The distribution of genotype and alleles between Ischemic stroke group and control group
| SNP | Ischemic stroke group | Control group | OR (95% CI) | P | |
|---|---|---|---|---|---|
| rs2275737 | |||||
| Genotype | CC | 97 (32.4%) | 177 (41.0%) | 1 | |
| AC | 151 (50.3%) | 112 (37.3%) | 1.626 (1.131-2.339) | 0.008 | |
| AA | 52 (17.3%) | 11 (3.7%) | 5.702 (2.820-11.527) | <0.001 | |
| Allele | A | 0.425 | 0.223 | 2.570 (1.999-3.305) | <0.001 |
| C | 0.575 | 0.777 | |||
| rs1342387 | |||||
| Genotype | GG | 90 (30.0%) | 125 (41.7%) | 1 | |
| GA | 148 (49.3%) | 118 (39.3%) | 1.742 (1.211-2.505) | <0.001 | |
| AA | 62 (20.7%) | 57 (19.0%) | 1.510 (0.963-2.370) | 0.075 | |
| Allele | G | 0.547 | 0.613 | 1.351 (1.074-1.699) | 0.012 |
| A | 0.453 | 0.387 | |||
Risk analysis of rs1342387 and rs2275737 and ischemic stroke
For rs2275737, compared to CC genotype, the ischemic stroke risk of AC genotype carriers was 1.626-fold increased (OR=1.626, 95% CI: 1.131-2.339; P=0.008). However, AA genotype carriers increased 5.702 folds risk to ischemic stroke (OR=5.702; 95% CI: 2.820-11.527). Also, we found rs1342387 was associated with ischemic stroke risk. After adjustment of gender, age, BMI, smoking history, alcohol consumption, hypertension, diabetes and hyperlipidemia and other confounding factors, the differences remain significant (Table 4).
Table 4.
Logistic analysis results
| OR | 95% CI | P | |
|---|---|---|---|
| rs2275737 | 2.271 | 1.122-4.021 | 0.005 |
| rs1342387 | 1.501 | 1.044-2.893 | 0.015 |
| Diabetes | 2.113 | 1.013-4.312 | 0.001 |
| Smoking | 2.124 | 1.881-5.242 | 0.030 |
| Hypertension | 2.103 | 1.122-3.013 | 0.021 |
Discussion
In the present study, we found genetic polymorphisms of ADIPOR1 were associated with ischemic stroke in a Chinese population. This is the first study to reveal the relation between ADIPOR1 genetic polymorphism and ischemic stroke in Chinese population.

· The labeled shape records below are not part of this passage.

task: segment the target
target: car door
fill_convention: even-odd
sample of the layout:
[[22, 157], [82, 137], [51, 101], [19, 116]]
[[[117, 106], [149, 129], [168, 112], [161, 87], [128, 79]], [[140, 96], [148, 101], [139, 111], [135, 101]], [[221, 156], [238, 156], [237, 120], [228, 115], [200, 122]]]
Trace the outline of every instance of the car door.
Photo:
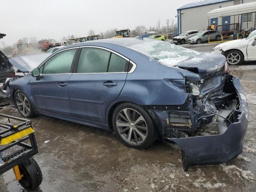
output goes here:
[[248, 59], [256, 60], [256, 35], [252, 38], [248, 43], [247, 52]]
[[40, 79], [30, 82], [32, 95], [38, 110], [70, 116], [68, 81], [78, 49], [57, 52], [39, 67]]
[[76, 73], [68, 80], [72, 115], [106, 123], [106, 108], [124, 85], [129, 60], [98, 47], [81, 48], [80, 52]]

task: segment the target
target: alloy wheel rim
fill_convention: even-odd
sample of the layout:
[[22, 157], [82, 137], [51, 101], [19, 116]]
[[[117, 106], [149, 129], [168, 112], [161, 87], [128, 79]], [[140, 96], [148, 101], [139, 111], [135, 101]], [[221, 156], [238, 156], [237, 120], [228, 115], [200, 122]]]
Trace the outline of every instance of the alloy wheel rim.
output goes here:
[[22, 93], [18, 93], [16, 96], [16, 104], [22, 115], [26, 116], [29, 114], [30, 107], [27, 98]]
[[237, 64], [240, 61], [240, 56], [237, 53], [230, 53], [227, 57], [227, 60], [231, 64]]
[[144, 118], [138, 111], [126, 108], [119, 112], [116, 120], [118, 134], [126, 142], [132, 144], [142, 143], [148, 134]]

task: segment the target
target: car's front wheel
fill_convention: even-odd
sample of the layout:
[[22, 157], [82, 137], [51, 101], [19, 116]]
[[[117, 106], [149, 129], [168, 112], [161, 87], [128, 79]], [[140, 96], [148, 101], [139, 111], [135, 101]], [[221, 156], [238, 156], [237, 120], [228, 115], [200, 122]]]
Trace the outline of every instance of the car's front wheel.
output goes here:
[[227, 61], [230, 65], [237, 65], [241, 64], [243, 62], [244, 57], [240, 51], [234, 50], [228, 52], [226, 56]]
[[112, 123], [117, 135], [129, 147], [146, 149], [157, 138], [157, 129], [150, 116], [142, 108], [132, 103], [118, 106], [114, 112]]
[[201, 39], [198, 39], [196, 40], [196, 43], [197, 44], [200, 44], [201, 43], [202, 43], [202, 40]]
[[18, 111], [22, 116], [27, 118], [36, 116], [32, 104], [23, 92], [18, 90], [15, 92], [14, 101]]

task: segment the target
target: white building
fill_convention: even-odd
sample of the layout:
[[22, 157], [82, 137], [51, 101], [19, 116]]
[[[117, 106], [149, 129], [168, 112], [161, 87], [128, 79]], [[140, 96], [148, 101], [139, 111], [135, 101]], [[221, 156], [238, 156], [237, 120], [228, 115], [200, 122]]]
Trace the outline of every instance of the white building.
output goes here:
[[[179, 33], [192, 30], [206, 30], [208, 26], [207, 13], [213, 10], [251, 2], [256, 2], [256, 0], [205, 0], [185, 5], [177, 9]], [[225, 25], [237, 24], [231, 25], [230, 30], [236, 26], [239, 30], [254, 28], [255, 12], [256, 10], [248, 14], [238, 12], [234, 18], [232, 16], [211, 18], [209, 22], [210, 26], [213, 23], [216, 26], [222, 26], [222, 23]], [[225, 27], [230, 27], [227, 25]]]

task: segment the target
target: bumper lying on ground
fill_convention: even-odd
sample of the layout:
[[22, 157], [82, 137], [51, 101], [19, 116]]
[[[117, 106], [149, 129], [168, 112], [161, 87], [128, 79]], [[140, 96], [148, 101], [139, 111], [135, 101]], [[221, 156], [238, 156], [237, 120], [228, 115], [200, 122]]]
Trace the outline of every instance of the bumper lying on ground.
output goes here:
[[239, 80], [234, 78], [238, 96], [239, 110], [235, 110], [236, 121], [230, 123], [221, 134], [169, 138], [181, 148], [184, 170], [196, 165], [219, 164], [230, 161], [243, 150], [243, 141], [248, 121], [248, 106]]

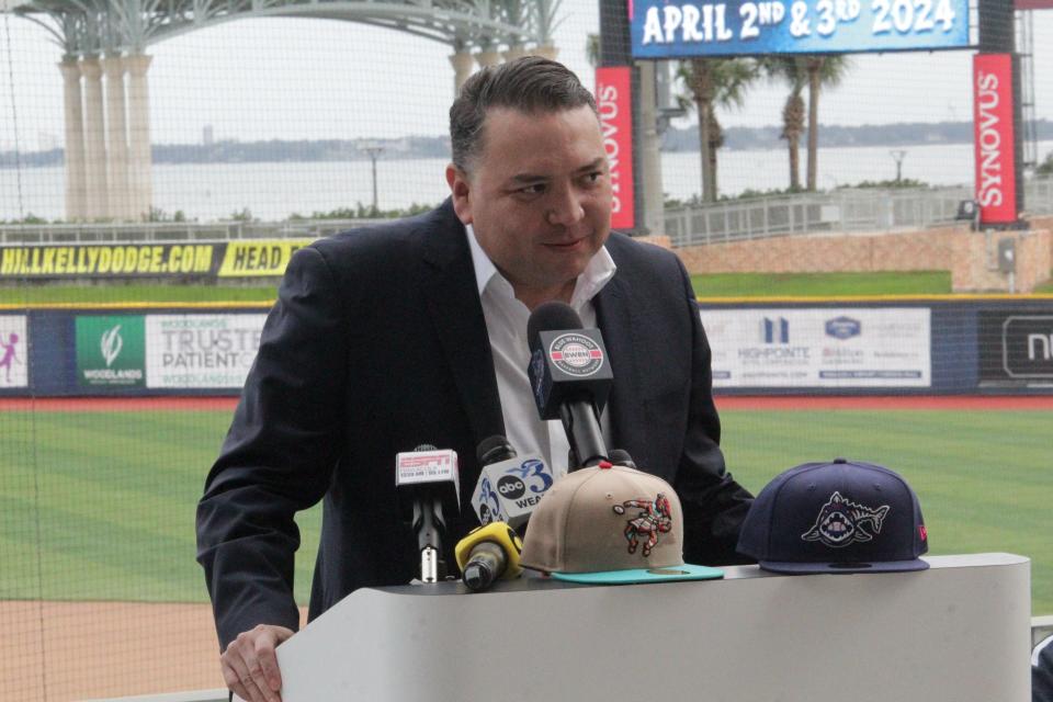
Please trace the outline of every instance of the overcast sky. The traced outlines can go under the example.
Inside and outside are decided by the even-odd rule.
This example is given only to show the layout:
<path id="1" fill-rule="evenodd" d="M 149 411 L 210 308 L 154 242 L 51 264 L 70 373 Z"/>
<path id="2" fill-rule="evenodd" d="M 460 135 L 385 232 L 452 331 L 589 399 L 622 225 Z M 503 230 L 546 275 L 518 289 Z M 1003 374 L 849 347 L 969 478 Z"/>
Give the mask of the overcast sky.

Adiponectin is a fat factor secreted by adipocytes. It has anti-atherosclerotic, anti-inflammatory, insulin sensitivity increasing, energy balance, glucose and lipid metabolism maintaining effects and other important biological effects [11,12]. Although in a recent report, Wang et al. [13] screened ADIPOR1 (but not ADIPOR2) for sequence variation in Caucasian and African-American subjects but found no association between the SNPs they detected (including the five SNPs we examined) and type 2 diabetes, insulin sensitivity, or insulin secretion, Damcott et al. found ADIPOR1 SNPs were associated with type 2 diabetes.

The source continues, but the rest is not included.